Child / Adolescent - Trauma / Maltreatment
Katherine R. Braund, B.A.
Graduate Student
Penn State Erie, The Behrend College
Bemus Point, New York, United States
WIlson J. Brown, Ph.D.
Associate Professor of Clinical Psychology
Penn State University, The Behrend College
Erie, Pennsylvania, United States
Introduction: Interpersonal trauma (IPT) exposure is a well-established precursor to adverse psychological and socioemotional functioning, as well as severe psychiatric conditions such as posttraumatic stress disorder (PTSD; Overstreet et al., 2017). Outcomes subsequent to IPT in youth are often heterogenous (i.e., multifinality) given the multitude of factors that influence developmental processes (Cicchetti & Rogosch, 1996). Importantly, optimism and resilience are identified as promotive factors for healthy development among both traumatized and non-traumatized youth (Chen et al., 2021). Further, attachment difficulties are identified as a risk factor for youth development (Pham et al., 2021). How these factors influence the presence of posttraumatic stress symptoms (PTSS) following IPT in youth has yet to be determined.
Method: The current study explored individual child strengths and needs as mediators of the relationship between IPT and PTSS in a sample of 127 youth (55% Female; 67% White, 33% Black or Biracial) ages 6-17 (M = 11.8) enrolled in a Psychiatric Residential Treatment Facility (PRTF) in Northwestern Pennsylvania. Following routine clinical intake procedures, each child was administered the Child and Adolescent Needs and Strengths – Trauma Version (CANS – Trauma), as well as self-report measures of current trauma symptoms (TSCC or TSCYC). Two separate mediation models explored total child strengths and needs in the relationship between IPT and PTSS, with the inclusion of age and number of diagnoses as covariates. The mediation models were analyzed using Hayes’ PROCESS macro (model 4) for IBM SPSS Statistics (Version 28.0).

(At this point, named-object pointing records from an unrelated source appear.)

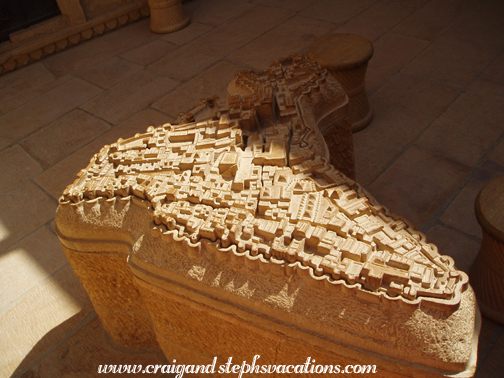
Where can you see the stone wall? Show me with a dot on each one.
(79, 21)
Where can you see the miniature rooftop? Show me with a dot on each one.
(435, 83)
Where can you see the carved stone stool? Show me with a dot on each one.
(346, 56)
(167, 16)
(487, 272)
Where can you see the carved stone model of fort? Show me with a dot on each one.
(231, 234)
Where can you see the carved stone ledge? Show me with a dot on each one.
(70, 36)
(229, 236)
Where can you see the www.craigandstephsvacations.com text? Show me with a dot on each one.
(229, 368)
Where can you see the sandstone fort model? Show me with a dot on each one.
(231, 234)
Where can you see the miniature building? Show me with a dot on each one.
(230, 236)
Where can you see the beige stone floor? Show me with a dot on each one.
(436, 83)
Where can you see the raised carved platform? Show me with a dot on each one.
(234, 236)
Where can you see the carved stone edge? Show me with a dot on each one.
(213, 252)
(66, 38)
(149, 273)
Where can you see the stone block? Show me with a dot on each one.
(237, 238)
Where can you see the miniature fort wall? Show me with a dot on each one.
(242, 239)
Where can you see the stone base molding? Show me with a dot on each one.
(59, 33)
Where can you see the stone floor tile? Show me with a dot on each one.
(453, 243)
(29, 262)
(55, 179)
(32, 325)
(28, 95)
(108, 72)
(100, 48)
(190, 32)
(336, 11)
(219, 42)
(213, 81)
(84, 352)
(149, 52)
(434, 18)
(462, 61)
(496, 158)
(411, 3)
(460, 213)
(376, 21)
(483, 25)
(129, 96)
(403, 108)
(495, 72)
(291, 37)
(493, 365)
(417, 183)
(23, 210)
(63, 136)
(216, 12)
(40, 111)
(391, 53)
(459, 133)
(15, 83)
(17, 166)
(296, 5)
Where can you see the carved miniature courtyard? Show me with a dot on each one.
(260, 189)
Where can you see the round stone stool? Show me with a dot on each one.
(487, 272)
(167, 16)
(346, 56)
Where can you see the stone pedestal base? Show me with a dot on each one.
(346, 57)
(486, 273)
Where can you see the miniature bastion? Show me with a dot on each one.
(238, 232)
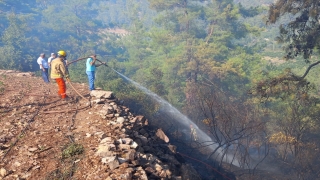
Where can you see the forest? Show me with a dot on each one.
(244, 71)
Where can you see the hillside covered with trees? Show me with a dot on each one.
(245, 72)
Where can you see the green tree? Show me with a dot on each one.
(301, 35)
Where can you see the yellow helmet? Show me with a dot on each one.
(62, 53)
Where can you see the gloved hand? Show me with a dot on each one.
(68, 78)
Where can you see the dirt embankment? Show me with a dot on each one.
(43, 137)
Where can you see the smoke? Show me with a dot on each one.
(187, 126)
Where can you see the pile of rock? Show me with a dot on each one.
(131, 150)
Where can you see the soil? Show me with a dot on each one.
(37, 132)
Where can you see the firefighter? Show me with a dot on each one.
(58, 72)
(193, 133)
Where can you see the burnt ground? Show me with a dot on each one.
(44, 137)
(36, 134)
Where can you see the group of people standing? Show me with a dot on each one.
(59, 71)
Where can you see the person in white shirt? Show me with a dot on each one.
(43, 67)
(52, 57)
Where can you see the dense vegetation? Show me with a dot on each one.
(216, 61)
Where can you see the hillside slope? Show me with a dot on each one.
(43, 137)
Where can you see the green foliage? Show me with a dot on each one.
(301, 34)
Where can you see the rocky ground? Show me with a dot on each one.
(89, 137)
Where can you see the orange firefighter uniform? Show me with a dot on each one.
(58, 72)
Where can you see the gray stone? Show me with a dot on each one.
(111, 161)
(101, 94)
(106, 140)
(160, 134)
(120, 120)
(32, 149)
(130, 155)
(124, 146)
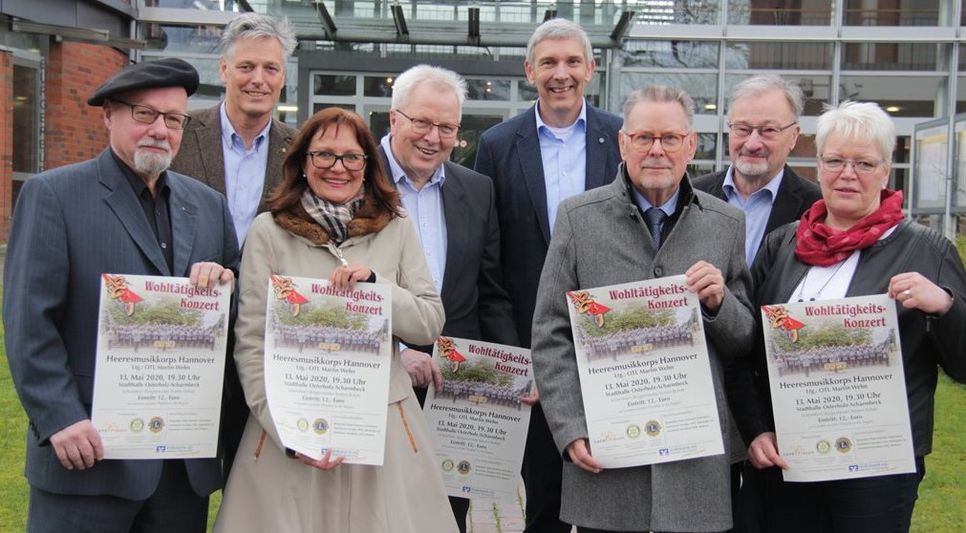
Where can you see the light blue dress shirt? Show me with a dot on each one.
(244, 174)
(425, 208)
(564, 153)
(757, 209)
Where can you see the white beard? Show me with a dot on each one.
(752, 170)
(150, 163)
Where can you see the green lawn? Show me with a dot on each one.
(942, 496)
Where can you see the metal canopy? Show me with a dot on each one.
(471, 31)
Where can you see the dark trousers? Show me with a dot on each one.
(747, 505)
(542, 472)
(174, 506)
(880, 504)
(460, 506)
(234, 411)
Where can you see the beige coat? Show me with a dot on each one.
(267, 490)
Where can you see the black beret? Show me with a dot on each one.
(168, 72)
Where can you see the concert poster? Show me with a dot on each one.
(645, 375)
(160, 365)
(838, 388)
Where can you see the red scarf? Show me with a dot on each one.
(820, 245)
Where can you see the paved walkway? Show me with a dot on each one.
(497, 517)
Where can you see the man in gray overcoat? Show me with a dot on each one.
(649, 223)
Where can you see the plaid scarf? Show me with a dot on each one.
(334, 218)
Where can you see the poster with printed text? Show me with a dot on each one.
(161, 346)
(838, 388)
(327, 365)
(644, 371)
(477, 421)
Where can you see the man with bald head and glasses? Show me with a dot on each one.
(648, 223)
(763, 114)
(762, 130)
(454, 210)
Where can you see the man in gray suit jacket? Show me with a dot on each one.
(237, 149)
(601, 238)
(118, 213)
(454, 211)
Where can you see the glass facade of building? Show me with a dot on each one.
(903, 54)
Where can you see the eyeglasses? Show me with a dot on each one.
(670, 142)
(147, 115)
(740, 130)
(423, 126)
(325, 160)
(861, 167)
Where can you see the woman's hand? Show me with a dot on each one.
(325, 463)
(346, 276)
(763, 452)
(914, 291)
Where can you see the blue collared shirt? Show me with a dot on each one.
(669, 207)
(244, 174)
(425, 208)
(564, 153)
(757, 209)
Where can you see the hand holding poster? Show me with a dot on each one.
(161, 346)
(327, 359)
(477, 422)
(838, 388)
(644, 371)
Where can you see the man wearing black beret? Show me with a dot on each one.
(121, 212)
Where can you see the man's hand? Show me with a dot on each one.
(205, 275)
(78, 445)
(532, 398)
(580, 455)
(421, 367)
(763, 452)
(705, 280)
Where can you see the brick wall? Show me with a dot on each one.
(75, 130)
(6, 142)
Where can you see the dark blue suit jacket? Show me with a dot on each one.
(71, 225)
(509, 153)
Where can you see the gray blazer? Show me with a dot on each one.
(71, 225)
(600, 239)
(203, 158)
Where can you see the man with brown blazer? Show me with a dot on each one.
(237, 148)
(248, 166)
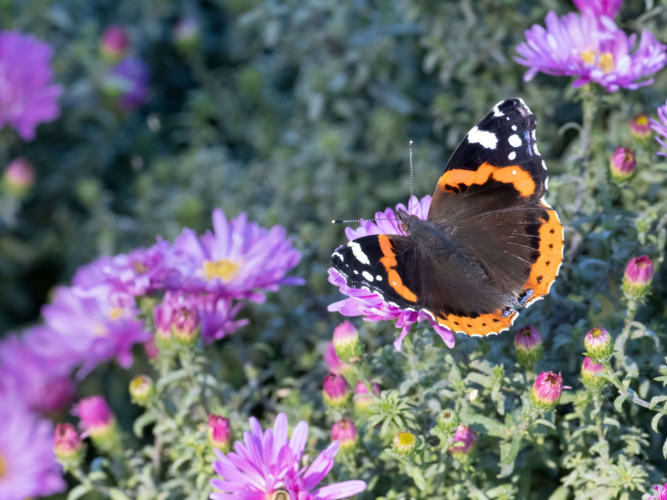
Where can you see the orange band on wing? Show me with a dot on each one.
(389, 262)
(520, 180)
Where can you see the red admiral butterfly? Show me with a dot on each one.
(491, 244)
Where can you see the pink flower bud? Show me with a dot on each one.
(622, 164)
(345, 432)
(336, 391)
(219, 432)
(547, 390)
(114, 43)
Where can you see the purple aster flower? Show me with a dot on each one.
(370, 305)
(591, 48)
(235, 260)
(27, 97)
(607, 8)
(41, 382)
(268, 461)
(28, 466)
(127, 81)
(83, 326)
(660, 128)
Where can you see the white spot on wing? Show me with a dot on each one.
(483, 137)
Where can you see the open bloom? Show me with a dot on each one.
(239, 259)
(27, 96)
(592, 49)
(660, 128)
(370, 305)
(267, 462)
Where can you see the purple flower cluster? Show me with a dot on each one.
(27, 96)
(590, 47)
(370, 305)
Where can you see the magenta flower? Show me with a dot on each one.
(27, 461)
(592, 49)
(269, 461)
(239, 259)
(84, 327)
(370, 305)
(660, 128)
(27, 96)
(607, 8)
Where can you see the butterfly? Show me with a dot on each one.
(491, 244)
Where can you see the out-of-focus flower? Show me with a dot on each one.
(528, 347)
(142, 389)
(370, 305)
(404, 443)
(336, 391)
(19, 177)
(607, 8)
(237, 260)
(186, 35)
(28, 97)
(591, 48)
(640, 127)
(114, 43)
(622, 164)
(464, 442)
(127, 83)
(660, 128)
(28, 466)
(546, 390)
(447, 420)
(269, 461)
(84, 327)
(598, 343)
(345, 432)
(67, 443)
(589, 375)
(346, 341)
(41, 382)
(363, 399)
(219, 432)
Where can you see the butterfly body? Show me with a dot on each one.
(490, 245)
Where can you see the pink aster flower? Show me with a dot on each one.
(28, 466)
(268, 461)
(27, 96)
(660, 128)
(239, 259)
(370, 305)
(607, 8)
(592, 49)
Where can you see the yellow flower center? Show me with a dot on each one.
(224, 269)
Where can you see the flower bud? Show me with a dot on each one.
(638, 276)
(98, 422)
(142, 389)
(464, 442)
(528, 347)
(547, 390)
(363, 399)
(347, 343)
(19, 177)
(622, 164)
(67, 443)
(345, 432)
(589, 377)
(598, 343)
(447, 420)
(219, 432)
(114, 43)
(404, 443)
(640, 127)
(336, 391)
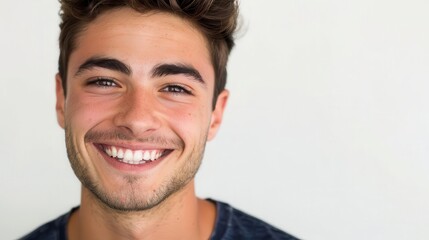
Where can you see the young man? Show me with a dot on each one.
(140, 90)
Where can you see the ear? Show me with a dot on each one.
(59, 106)
(217, 114)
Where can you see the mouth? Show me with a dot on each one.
(134, 157)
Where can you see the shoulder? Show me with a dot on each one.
(53, 230)
(234, 224)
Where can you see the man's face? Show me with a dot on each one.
(138, 109)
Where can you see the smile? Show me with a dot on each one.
(133, 156)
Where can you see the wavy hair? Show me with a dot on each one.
(216, 19)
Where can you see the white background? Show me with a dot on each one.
(325, 136)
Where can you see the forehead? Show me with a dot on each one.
(142, 40)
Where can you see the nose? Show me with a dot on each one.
(138, 113)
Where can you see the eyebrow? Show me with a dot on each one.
(176, 69)
(104, 62)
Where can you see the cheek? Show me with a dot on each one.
(82, 114)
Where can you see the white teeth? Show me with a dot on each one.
(133, 157)
(114, 152)
(146, 156)
(138, 155)
(120, 153)
(153, 155)
(128, 155)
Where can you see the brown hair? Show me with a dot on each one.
(217, 20)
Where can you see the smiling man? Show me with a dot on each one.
(140, 90)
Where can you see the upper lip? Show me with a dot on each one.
(134, 146)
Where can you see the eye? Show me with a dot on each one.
(102, 82)
(176, 89)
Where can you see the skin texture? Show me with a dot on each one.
(139, 110)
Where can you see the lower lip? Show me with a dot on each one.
(126, 167)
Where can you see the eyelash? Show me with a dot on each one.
(108, 83)
(176, 89)
(103, 82)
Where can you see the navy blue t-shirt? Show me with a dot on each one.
(231, 224)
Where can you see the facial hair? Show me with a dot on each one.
(132, 197)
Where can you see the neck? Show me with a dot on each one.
(180, 216)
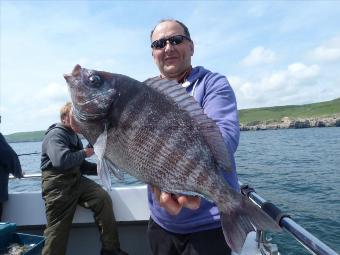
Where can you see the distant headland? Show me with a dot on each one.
(323, 114)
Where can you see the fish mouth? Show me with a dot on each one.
(76, 72)
(99, 102)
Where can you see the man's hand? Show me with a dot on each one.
(89, 152)
(174, 204)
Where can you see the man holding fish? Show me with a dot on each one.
(189, 224)
(178, 133)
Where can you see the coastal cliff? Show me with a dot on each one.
(287, 122)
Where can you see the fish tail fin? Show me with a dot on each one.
(239, 221)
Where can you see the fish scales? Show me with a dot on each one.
(157, 133)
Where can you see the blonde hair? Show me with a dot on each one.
(65, 110)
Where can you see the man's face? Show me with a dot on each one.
(172, 60)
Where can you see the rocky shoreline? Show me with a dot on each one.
(287, 122)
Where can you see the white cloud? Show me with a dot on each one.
(289, 86)
(327, 52)
(260, 55)
(53, 92)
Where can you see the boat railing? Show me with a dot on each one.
(309, 241)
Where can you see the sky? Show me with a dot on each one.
(272, 52)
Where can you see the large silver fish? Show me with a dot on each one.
(159, 134)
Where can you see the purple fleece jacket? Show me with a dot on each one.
(213, 92)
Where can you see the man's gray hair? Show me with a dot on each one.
(185, 28)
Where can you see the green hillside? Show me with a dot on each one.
(247, 117)
(276, 113)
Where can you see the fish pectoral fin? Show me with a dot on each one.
(111, 167)
(104, 174)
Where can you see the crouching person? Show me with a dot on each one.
(64, 187)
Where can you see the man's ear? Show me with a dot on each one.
(192, 48)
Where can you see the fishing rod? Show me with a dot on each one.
(309, 241)
(27, 176)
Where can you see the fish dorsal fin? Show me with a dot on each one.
(207, 126)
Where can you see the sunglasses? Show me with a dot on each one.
(173, 40)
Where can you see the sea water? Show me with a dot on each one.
(296, 169)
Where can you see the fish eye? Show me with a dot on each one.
(95, 80)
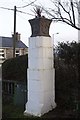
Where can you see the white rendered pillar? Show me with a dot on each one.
(41, 81)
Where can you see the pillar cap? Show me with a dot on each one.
(40, 26)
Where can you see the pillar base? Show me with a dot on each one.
(39, 110)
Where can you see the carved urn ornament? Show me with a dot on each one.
(40, 25)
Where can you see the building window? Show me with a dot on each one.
(17, 53)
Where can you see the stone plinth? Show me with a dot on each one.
(41, 81)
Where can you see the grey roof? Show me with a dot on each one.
(8, 42)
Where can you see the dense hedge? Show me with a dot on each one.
(15, 68)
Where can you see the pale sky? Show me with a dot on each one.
(66, 33)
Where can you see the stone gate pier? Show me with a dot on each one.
(41, 73)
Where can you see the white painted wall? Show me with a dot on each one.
(41, 82)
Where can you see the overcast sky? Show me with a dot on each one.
(66, 33)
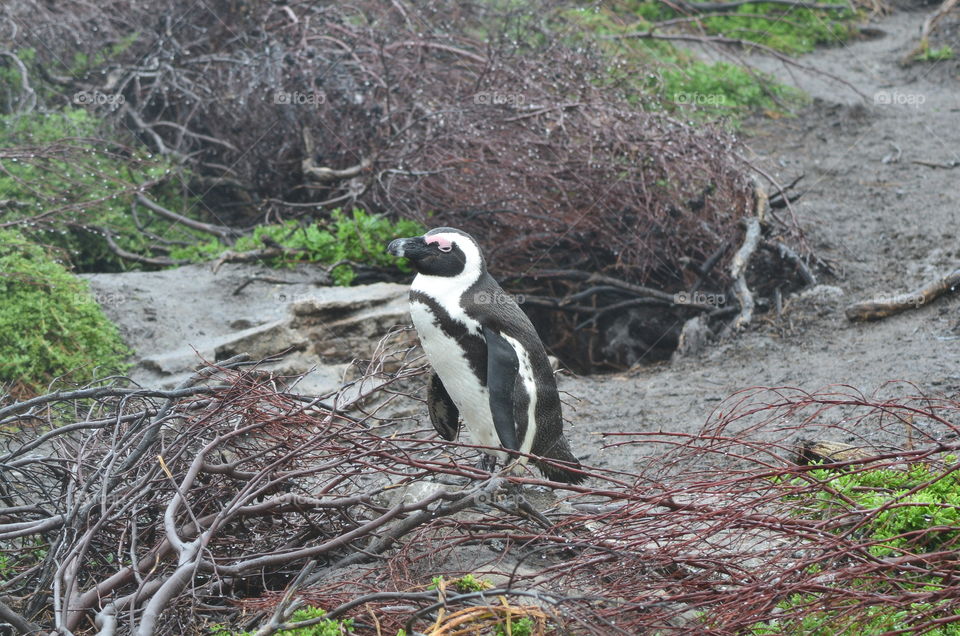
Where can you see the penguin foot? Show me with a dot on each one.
(488, 463)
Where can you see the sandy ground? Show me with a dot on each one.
(886, 224)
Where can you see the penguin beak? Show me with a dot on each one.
(408, 247)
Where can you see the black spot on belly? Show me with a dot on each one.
(473, 345)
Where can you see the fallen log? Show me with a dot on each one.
(881, 308)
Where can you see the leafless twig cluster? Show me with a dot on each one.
(226, 500)
(518, 130)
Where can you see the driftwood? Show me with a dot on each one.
(738, 269)
(826, 452)
(891, 305)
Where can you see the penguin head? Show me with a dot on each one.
(443, 251)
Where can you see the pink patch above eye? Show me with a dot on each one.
(444, 244)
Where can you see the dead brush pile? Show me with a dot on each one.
(616, 223)
(133, 511)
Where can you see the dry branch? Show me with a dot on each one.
(264, 502)
(894, 304)
(738, 269)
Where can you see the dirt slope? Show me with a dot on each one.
(887, 225)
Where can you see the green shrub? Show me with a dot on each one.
(50, 324)
(360, 238)
(520, 627)
(898, 523)
(78, 182)
(791, 30)
(465, 584)
(663, 76)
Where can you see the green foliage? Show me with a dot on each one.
(520, 627)
(49, 322)
(908, 511)
(791, 30)
(82, 185)
(360, 238)
(326, 627)
(945, 52)
(676, 79)
(464, 585)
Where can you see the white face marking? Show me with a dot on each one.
(447, 290)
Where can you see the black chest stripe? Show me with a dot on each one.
(473, 345)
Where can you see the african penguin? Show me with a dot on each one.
(490, 367)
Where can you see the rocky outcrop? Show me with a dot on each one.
(176, 319)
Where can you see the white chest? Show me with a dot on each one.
(449, 360)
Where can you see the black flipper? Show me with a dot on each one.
(443, 412)
(502, 368)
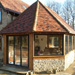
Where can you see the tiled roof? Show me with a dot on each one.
(38, 18)
(14, 5)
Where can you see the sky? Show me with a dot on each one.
(43, 1)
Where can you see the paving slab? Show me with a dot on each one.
(13, 69)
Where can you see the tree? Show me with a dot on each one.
(54, 6)
(65, 10)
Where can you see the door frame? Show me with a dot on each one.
(20, 51)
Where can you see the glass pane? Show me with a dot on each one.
(0, 43)
(0, 16)
(70, 43)
(17, 50)
(25, 51)
(11, 49)
(73, 42)
(46, 45)
(66, 44)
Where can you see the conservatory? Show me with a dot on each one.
(40, 40)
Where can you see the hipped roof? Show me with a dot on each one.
(38, 18)
(15, 6)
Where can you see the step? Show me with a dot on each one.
(20, 71)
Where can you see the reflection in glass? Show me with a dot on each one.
(70, 43)
(47, 45)
(66, 44)
(0, 16)
(25, 51)
(17, 50)
(11, 49)
(0, 43)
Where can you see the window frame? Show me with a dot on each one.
(1, 16)
(53, 56)
(1, 43)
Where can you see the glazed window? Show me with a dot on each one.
(66, 44)
(70, 43)
(73, 42)
(47, 45)
(0, 43)
(0, 16)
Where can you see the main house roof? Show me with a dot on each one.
(14, 5)
(38, 18)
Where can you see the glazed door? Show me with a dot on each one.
(18, 50)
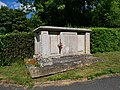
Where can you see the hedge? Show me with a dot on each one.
(105, 39)
(15, 46)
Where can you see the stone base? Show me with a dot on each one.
(55, 65)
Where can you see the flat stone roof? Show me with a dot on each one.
(53, 28)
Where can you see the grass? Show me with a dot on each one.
(110, 65)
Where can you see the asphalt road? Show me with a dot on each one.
(112, 83)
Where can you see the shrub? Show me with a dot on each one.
(105, 40)
(15, 46)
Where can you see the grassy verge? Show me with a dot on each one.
(110, 65)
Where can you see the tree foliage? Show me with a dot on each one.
(12, 20)
(102, 13)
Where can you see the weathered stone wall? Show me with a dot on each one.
(47, 66)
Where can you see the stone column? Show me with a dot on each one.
(87, 43)
(35, 43)
(45, 50)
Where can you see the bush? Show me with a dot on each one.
(105, 40)
(15, 46)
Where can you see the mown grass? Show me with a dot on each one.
(110, 65)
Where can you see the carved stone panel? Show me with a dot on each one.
(69, 41)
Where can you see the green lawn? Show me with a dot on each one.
(109, 66)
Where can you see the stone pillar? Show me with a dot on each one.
(35, 43)
(45, 50)
(87, 43)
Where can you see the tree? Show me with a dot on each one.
(12, 20)
(102, 13)
(63, 12)
(107, 14)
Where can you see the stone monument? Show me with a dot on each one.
(59, 49)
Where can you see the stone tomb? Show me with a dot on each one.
(61, 41)
(59, 49)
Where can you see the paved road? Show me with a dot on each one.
(112, 83)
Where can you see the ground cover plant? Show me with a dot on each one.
(110, 65)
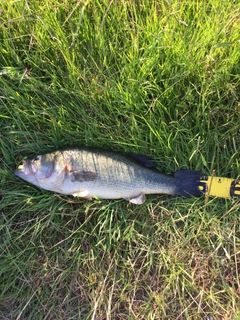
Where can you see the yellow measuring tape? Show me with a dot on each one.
(221, 187)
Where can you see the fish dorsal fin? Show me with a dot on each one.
(139, 199)
(143, 160)
(81, 176)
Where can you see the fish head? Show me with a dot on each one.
(46, 171)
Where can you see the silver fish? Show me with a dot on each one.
(88, 172)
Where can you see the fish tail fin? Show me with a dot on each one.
(188, 183)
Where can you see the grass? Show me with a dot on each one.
(156, 77)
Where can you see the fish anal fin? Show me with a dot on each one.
(81, 176)
(82, 194)
(139, 199)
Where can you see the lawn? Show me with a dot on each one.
(161, 78)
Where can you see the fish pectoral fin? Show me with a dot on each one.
(82, 194)
(81, 176)
(139, 199)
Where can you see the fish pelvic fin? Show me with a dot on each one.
(188, 183)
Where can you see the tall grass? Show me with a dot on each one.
(156, 77)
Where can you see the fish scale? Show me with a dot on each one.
(89, 172)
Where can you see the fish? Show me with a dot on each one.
(89, 172)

Results: Neither child strengths nor needs were observed as significant mediators in their respective models, despite significant total effects in both (i.e., path c’; IPT PTSS). In an exploratory model with attachment difficulties as the mediator, mediation was not observed (indirect effect = -.42, SE = .19, 95% CI = [-.82, -.08]), but attachment difficulties demonstrated a suppression effect on IPT and PTSS in exploratory analyses, as path c’ increased in significance (p < .001) when accounting for the indirect effect (direct effect = 1.02, SE = .31, 95% CI = [.40, 1.64]). To understand whether child strengths and needs act as independent predictors of PTSS in conjunction with IPT, a linear hierarchical regression was conducted. The final model accounted for approximately 31.6% of the variance in PTSS (F [1,121] = 4.49, p = .04), wherein age at admission (b = -.52, p < .001), IPT (b = .17, p = .03), child strengths (b = -.19, p = .01), and child needs (b = .16, p = .04) were significant predictors.
Discussion: Results from the current study suggest that child strengths and needs do not account for the impact of IPT on PTSS to any degree. In fact, inclusion of attachment difficulties in the model even increases the predictive validity of IPT for PTSS. Instead, child strengths and needs appear to be orthogonal contributors to PTSS alongside IPT. Results align with prior research indicating the adverse effects of childhood IPT exposure (Overstreet et al., 2017) and attachment difficulties (Pham et al., 2012). Additionally, they reaffirm the protective role of childhood strengths (Masten, 2014).